Open oniony opened 9 years ago
I've implemented the algorithm for generating the fingerprints without any problem. However using the fingerprints in a repair is a bit more problematic: to identify where a directory has moved to would require fingerprinting every directory in the search paths specified which would potentially be very expensive.
You might think this would be a preexisting problem when repairing files but TMSU is able to build a shortlist of candidates by only considering files with an identical size as a file cannot be identical to another if its filesize is different. The size check (stat) is a relatively cheap operation compared to calculating a fingerprinting.
A synonym to the file size shortcut might be to consider the number of items within the directory. This might be cheap if the directory is small but could potentially be more expensive than the fingerprint calculation if the directory has millions of items. It might be I would have to cap the number of items just like the directory fingerprint algorithm stops if the directory has too many items.
If the idea is just to notice when a directory moves somewhere, perhaps what you could do is to add a file .tmsuid
in that directory containing a unique id + device and inode number of that file. This will be the directory identifier.
When the directory is moved somewhere else, the file stays with its inode and device number untouched (if on same filesystem). This can be detected.
When the directory is copied, it is also possible to detect it by noticing that the .tmsuid
file has change device and inode number, and is a copy.
If you don't care to detect copies vs renames, you don"t need to keep track of device and inode number.
@mildred Yes, that is one possible solution however it is not very user-friendly: one would have to remember to add this meta-data to each directory ahead of time. I would prefer to come up with a solution that would transparently detect directory moves/renames.
I think the best solution (as in most transparent and requiring no up-front participation from the user) would be to shortlist candidate directories based upon the number of directory entries or their aggregate size. This should be relatively cheap to calculate as it would only require a (perhaps recursive) directory enumeration.
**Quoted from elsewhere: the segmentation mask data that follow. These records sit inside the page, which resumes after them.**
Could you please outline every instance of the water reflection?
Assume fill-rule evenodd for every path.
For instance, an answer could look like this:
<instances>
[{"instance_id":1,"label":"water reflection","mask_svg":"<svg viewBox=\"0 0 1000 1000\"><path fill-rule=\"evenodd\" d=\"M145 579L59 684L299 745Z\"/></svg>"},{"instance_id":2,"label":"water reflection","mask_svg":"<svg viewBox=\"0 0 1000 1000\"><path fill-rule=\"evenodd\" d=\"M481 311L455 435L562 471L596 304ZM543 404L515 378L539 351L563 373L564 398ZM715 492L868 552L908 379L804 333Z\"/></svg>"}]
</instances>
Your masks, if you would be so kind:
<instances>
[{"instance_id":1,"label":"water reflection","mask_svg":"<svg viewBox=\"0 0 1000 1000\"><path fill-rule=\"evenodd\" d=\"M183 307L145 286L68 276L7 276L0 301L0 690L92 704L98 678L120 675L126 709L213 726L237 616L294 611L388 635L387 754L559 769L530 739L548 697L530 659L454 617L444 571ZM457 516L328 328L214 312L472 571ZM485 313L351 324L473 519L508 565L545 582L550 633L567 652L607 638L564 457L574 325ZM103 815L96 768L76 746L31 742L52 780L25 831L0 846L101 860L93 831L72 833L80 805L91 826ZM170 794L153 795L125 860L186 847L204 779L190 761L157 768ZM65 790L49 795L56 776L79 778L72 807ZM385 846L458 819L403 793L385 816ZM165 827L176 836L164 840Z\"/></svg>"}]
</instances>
Well, I was suggesting that tmsu would create this file. Perhaps this might be a little bit invasive, but it would record directory identity better than the list of its files (that can change possibly).
Or perhaps, just record directory inode number as a hint.
I wouldn't want to use inodes as not every type of filesystem uses inodes.
With respect to the list of a directory's files changing: I would consider this no different than the contents of a file changing after the fingerprint has been calculated, i.e. it could be repaired in the same way using the repair
subcommand.
TMSU use to store directory fingerprints by recursively enumerating the directory, calculating fingerprints for every file within it, building a report of these fingerprints and then creating a further fingerprint of this report. For large directories this was particularly slow and not very intuitive to the user when a tagging operation was suddenly inexplicably slow.
However, I've since realised it might be sufficient to build a directory fingerprint based only on the sizes of the files within it. This should be pretty fast and provide a largely useful fingerprint for identifying duplicate or moved directories.